The best jazz this week: Naomi Berrill celebrates second album

Andreas Varady teams up with David Lyttle in the northwest while Aoife Doyle plays Dublin

Naomi Berrill: draws on classical, folk, jazz and rock sources, but the results are resistant to easy definition

Naomi Berrill: draws on classical, folk, jazz and rock sources, but the results are resistant to easy definition

 

Saturday, Jan 6

 Naomi Berrill
Black Gate Cultural Centre, Galway, 8pm, 10, blackgate.ie
Galway-born, Florence-based cellist Naomi Berrill is one of those brave and inventive musicians, entirely unfettered by genre, who is describing the future of art music. Scion of a notable Galway musical family, Berrill is back in the west tonight to launch her second album, To The Sky, with support from her talented brothers, clarinetist Matthew and trumpeter Peter. Berrill’s spacious, ethereal music draws on classical, folk, jazz and rock sources, but the results are resistant to easy definition – best to just check it out for yourself through Hand Made Music, a series of beautifully atmospheric performance videos, filmed in the workshops of Florence’s artisans and craftspeople, available on Berrill’s YouTube channel. 

Thursday, Jan 11

 Aoife Doyle Band
Arthurs, Dublin, 9pm, 10, arthurspub.ie
Aoife Doyle combines the guts and vulnerability of a blues singer with the poise and musicianship of a well-schooled jazz artist.
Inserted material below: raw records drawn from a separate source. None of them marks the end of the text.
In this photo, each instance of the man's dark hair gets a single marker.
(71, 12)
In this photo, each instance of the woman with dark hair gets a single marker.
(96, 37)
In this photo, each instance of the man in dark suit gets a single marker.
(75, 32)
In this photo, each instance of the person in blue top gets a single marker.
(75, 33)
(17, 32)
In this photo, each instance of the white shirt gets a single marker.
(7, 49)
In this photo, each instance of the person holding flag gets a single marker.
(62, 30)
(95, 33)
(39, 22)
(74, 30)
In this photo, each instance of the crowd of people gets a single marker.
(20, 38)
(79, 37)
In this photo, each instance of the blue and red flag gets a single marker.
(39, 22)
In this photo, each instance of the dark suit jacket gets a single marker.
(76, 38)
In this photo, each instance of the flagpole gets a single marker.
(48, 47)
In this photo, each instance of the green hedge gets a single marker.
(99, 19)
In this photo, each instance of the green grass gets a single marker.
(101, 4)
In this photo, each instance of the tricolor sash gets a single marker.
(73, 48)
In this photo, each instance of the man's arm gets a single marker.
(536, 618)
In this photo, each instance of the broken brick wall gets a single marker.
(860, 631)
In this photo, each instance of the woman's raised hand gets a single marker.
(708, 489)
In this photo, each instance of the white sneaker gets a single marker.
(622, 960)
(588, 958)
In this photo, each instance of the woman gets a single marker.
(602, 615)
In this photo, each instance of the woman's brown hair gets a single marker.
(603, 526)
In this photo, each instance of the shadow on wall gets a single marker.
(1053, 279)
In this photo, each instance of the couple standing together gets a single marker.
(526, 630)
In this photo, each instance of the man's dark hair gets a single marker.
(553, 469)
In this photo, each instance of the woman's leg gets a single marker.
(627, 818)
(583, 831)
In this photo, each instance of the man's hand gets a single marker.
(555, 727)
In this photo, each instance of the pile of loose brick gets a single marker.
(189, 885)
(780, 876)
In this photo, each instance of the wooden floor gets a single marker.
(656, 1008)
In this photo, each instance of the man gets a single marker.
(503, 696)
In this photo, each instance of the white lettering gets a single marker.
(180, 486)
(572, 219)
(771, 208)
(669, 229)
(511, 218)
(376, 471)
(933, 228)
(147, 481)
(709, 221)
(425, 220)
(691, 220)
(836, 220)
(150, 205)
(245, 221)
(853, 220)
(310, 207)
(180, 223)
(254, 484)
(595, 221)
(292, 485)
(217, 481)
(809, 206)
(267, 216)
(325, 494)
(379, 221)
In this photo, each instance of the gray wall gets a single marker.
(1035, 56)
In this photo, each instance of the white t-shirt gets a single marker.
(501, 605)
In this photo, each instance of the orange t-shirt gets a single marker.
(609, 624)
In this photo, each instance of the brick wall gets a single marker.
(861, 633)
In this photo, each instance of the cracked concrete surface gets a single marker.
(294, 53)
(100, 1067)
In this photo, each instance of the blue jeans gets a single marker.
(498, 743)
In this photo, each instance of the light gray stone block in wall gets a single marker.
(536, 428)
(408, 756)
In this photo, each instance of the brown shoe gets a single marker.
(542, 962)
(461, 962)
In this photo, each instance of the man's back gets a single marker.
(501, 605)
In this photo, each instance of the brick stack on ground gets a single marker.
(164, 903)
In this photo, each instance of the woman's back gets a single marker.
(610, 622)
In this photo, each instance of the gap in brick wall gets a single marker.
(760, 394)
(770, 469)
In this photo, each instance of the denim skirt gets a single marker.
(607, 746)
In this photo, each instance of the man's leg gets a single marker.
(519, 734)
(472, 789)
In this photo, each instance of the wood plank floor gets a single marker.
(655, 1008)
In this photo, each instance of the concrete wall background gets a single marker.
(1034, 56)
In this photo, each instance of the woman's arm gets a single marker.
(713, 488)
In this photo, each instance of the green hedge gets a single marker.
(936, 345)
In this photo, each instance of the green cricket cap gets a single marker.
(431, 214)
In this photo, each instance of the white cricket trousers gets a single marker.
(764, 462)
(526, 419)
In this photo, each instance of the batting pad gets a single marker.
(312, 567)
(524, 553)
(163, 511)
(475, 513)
The Dublin-born vocalist’s two albums to date have charted her growth from singer to songwriter, and she always keeps impeccable musical company. This Arthurs show is no different, with Doyle’s regular quartet – featuring pianist Johnny Taylor, bassist Andrew Csibi and drummer Dominic Mullen – representing very much the Irish scene’s gold standard when it comes to accompanying singers. 

Friday, Jan 12

 David Lyttle & Andreas Varady
Yeats Memorial Building, Sligo, 7pm, 10/5, davidlyttle.com (also Sunday 14, Bennigans, Derry, 5pm, £5)
Slovakian guitarist Andreas Varady cut his teeth as a child prodigy busking for change on the streets of Limerick, but his star has ascended to dizzy heights since then, snapped up by Quincy Jones’ management company and touring the world with his idol George Benson. All that is due, at least in part, to the help and encouragement he received from Belfast drummer and producer David Lyttle, who spotted the young guitarist and produced his debut album back in 2010. The two are reuniting for a couple of duo dates in the northwest this month, a rare chance to catch Varady back on Irish soil – not to mention the ever-busy  Lyttle, who has just returned from a British Council-sponsored residency in China.